1. Identify the need.  What is the real goal?  Be very specific.  ”I want to connect with 100 people who own landscaping companies so I can create relationships with them.  I want to create relationships with them so I can help them help their customers by showing them how to control weeds without killing desirable flowers at the same time.”

2. Set a budget.  If you’re going to buy a car that you know you’re going to drive back and forth over very rough roads until it falls apart, your budget is going to be very different than if your goal is to “impress my father-in-law.” Similarly, the time budget needs to match the goal.

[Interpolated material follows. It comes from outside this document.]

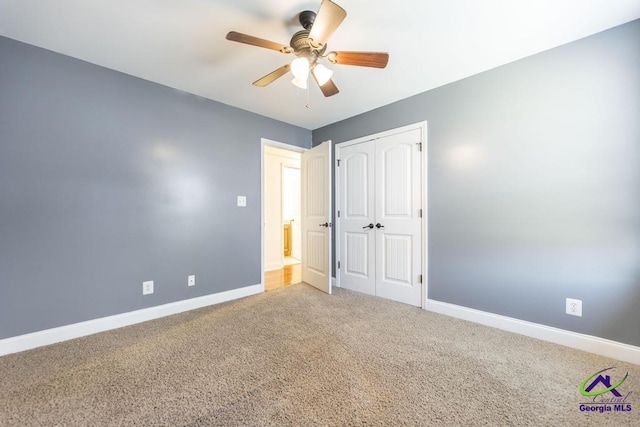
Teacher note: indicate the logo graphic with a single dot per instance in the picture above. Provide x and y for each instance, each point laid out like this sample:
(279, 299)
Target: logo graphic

I am going to spend 15 minutes three times a day building my Social Media presence because. . .”

3. Determine your options.  ”What shall I post?  Should I give away information?  What kind of information?  Should I blog, use Twitter, Facebook, LinkedIn, or something else entirely?”  Don’t forget to use tools.  You research a car for many hours using Google, or perhaps Bing or Yahoo, prior to making that purchase.   Do the same for Social Media tools that are available.  If you find that you can post something on schedule to one Social Media outlet, then create a string of self-posting events, you’ve just make a whole lot more time for yourself.

4. Stop shopping and buy!  Indecision is a decision – one that’s made for you.  In Social Media terms, this means define your very specific program and begin to spend the amount of time you budgeted the way you’ve decided best to achieve your stated goal.

You’ve just converted the time you’ve spent from an expense to an investment – one that will return a handsome dividend.  You’ll no longer lose productivity as the result of “trying” to “work Social Media” and nothing is more costly than that.